Object detection is a crucial task in autonomous driving. While existing research has proposed various attacks on object detection, such as those using adversarial patches or stickers, the exploration of projection attacks on 3D surfaces remains largely unexplored. Compared to adversarial patches or stickers, which have fixed adversarial patterns, projection attacks allow for transient modifications to these patterns, enabling a more flexible attack. In this paper, we introduce an adversarial 3D projection attack specifically targeting object detection in autonomous driving scenarios. We frame the attack formulation as an optimization problem, utilizing a combination of color mapping and geometric transformation models. Our results demonstrate the effectiveness of the proposed attack in deceiving YOLOv3 and Mask R-CNN in physical settings. Evaluations conducted in an indoor environment show an attack success rate of up to 100% under low ambient light conditions, highlighting the potential damage of our attack in real-world driving scenarios.

Figures (7)

• Figure 1: The attack scenarios of 3D projection attacks: ❶ The blue car and the white car are driving relatively static. ❷ The green car parks at the roadside. ❸ The traffic cone is placed at the entrance of the road construction area. The attackers position themselves either on the roadside or in another car. From these vantage points, the attacker can project an adversarial patch (projection light beams in yellow) onto the target vehicles or traffic cones, to render it undetectable by the victim AV (vehicles in yellow). This strategy could potentially lead to a collision between the victim AV and the target vehicles, or lead the victim vehicle into a dangerous road construction area.

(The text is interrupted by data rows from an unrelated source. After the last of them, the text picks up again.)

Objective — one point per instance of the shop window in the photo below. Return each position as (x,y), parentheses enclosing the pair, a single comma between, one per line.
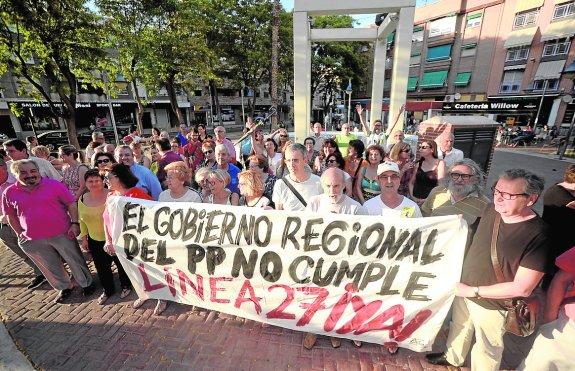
(556,47)
(517,54)
(564,10)
(525,19)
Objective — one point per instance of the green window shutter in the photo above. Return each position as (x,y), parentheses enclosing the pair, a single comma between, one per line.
(435,79)
(440,52)
(462,79)
(412,83)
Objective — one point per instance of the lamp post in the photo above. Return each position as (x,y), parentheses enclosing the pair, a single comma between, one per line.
(348,91)
(568,73)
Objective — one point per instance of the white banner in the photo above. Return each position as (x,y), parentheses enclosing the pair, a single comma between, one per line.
(358,277)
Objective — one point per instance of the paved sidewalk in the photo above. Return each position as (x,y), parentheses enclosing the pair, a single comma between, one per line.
(84,335)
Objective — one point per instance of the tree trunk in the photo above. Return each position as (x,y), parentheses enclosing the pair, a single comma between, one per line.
(140,109)
(274,75)
(174,100)
(215,100)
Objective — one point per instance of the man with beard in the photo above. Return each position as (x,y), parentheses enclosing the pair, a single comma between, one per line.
(47,240)
(333,200)
(461,194)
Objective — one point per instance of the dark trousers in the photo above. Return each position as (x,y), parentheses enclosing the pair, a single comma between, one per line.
(103,262)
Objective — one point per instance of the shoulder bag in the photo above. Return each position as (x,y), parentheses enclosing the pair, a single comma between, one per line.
(521,312)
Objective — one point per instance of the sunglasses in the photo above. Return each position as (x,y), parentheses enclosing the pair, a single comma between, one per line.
(456,176)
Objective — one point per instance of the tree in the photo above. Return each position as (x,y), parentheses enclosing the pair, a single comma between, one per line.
(65,39)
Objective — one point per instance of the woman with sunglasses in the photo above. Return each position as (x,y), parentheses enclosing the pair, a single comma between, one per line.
(102,161)
(336,160)
(401,154)
(430,169)
(209,153)
(91,206)
(366,185)
(329,146)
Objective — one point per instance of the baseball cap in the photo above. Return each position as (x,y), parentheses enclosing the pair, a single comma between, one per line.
(387,166)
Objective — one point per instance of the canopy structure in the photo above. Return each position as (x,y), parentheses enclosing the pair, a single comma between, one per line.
(399,19)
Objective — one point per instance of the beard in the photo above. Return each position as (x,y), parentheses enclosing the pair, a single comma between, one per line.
(461,190)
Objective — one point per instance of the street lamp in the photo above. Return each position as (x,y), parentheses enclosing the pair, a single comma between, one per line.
(348,91)
(569,72)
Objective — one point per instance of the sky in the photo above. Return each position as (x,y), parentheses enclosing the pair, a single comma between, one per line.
(364,20)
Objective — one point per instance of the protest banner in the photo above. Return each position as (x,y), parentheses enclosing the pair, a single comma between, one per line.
(359,277)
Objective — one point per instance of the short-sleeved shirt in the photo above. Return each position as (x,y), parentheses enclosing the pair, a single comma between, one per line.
(346,205)
(343,142)
(524,244)
(42,211)
(566,262)
(406,209)
(284,196)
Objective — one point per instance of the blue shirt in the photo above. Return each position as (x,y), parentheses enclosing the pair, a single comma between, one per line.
(147,180)
(233,170)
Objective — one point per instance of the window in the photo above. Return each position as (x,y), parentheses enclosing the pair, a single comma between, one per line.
(526,18)
(564,10)
(473,20)
(511,81)
(417,34)
(437,53)
(552,84)
(517,54)
(468,50)
(556,47)
(442,26)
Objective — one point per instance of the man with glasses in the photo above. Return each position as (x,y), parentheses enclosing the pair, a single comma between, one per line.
(220,133)
(146,178)
(461,194)
(522,247)
(390,203)
(445,149)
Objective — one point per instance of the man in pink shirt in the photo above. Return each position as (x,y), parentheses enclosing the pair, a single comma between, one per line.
(44,216)
(556,339)
(8,236)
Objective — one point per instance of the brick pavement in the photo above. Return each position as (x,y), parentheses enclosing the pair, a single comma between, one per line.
(84,335)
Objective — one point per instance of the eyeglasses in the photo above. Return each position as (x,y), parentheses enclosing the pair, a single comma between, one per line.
(507,195)
(456,176)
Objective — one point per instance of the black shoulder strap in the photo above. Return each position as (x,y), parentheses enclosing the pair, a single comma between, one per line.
(294,191)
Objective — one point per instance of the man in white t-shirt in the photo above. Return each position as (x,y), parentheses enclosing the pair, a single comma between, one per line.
(333,199)
(446,151)
(390,203)
(304,183)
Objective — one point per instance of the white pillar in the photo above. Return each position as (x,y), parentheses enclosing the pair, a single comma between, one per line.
(400,71)
(302,75)
(380,54)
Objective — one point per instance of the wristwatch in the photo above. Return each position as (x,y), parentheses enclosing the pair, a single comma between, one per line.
(476,292)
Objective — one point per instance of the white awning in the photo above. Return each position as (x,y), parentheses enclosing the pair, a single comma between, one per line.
(516,67)
(520,37)
(549,70)
(558,30)
(523,5)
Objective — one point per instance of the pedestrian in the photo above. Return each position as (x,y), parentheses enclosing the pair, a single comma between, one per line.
(91,206)
(48,241)
(521,247)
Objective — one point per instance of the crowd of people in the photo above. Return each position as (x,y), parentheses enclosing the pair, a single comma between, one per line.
(344,174)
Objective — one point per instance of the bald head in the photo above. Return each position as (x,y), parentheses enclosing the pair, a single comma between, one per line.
(333,184)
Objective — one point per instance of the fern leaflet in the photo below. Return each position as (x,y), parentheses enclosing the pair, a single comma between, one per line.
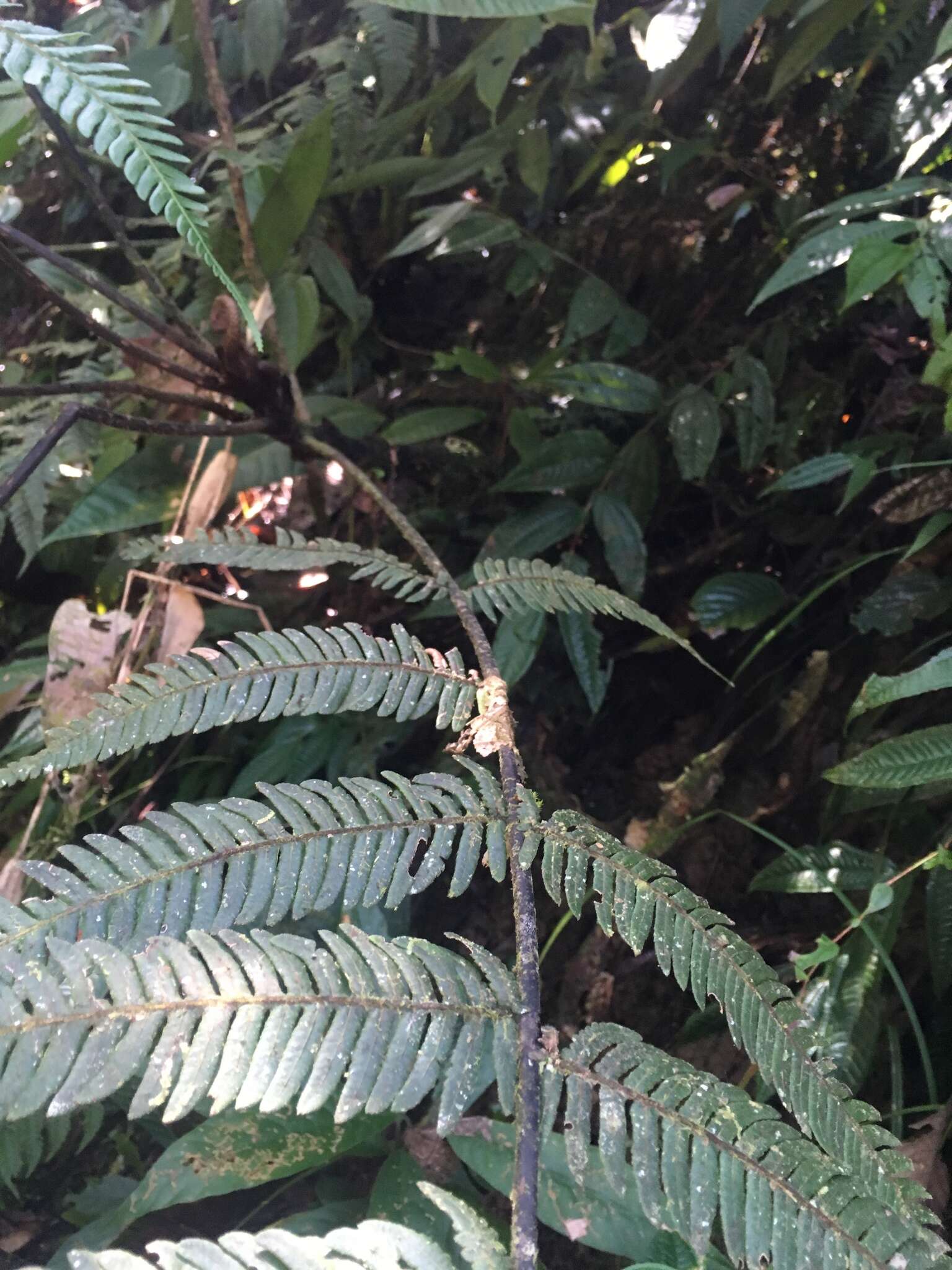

• Figure 2: Overview of the adversarial patch generation pipeline.
• Figure 3: Examples of two viewing angles (b)(c) of the same (a) color board patch projection on the same vehicle.
• Figure 4: Attack setup. We use the projector to project the simulated adversarial patch on the target vehicle. The phone slider is used to collect videos when the victim's camera is moving.
• Figure 5: A visualization example of geometric transformation using TPS. (a) The color board used to collect TPS source control points; (b) The simulated color board after TPS transformation; (c) The simulated color board projected on the vehicle; (d) The projection of the color board on the real vehicle to collect TPS target control points; (e) The trained adversarial patch; (e) The simulated adversarial patch after geometric transformation; (g) The benign vehicle image; (h) The simulated patch projected on the vehicle.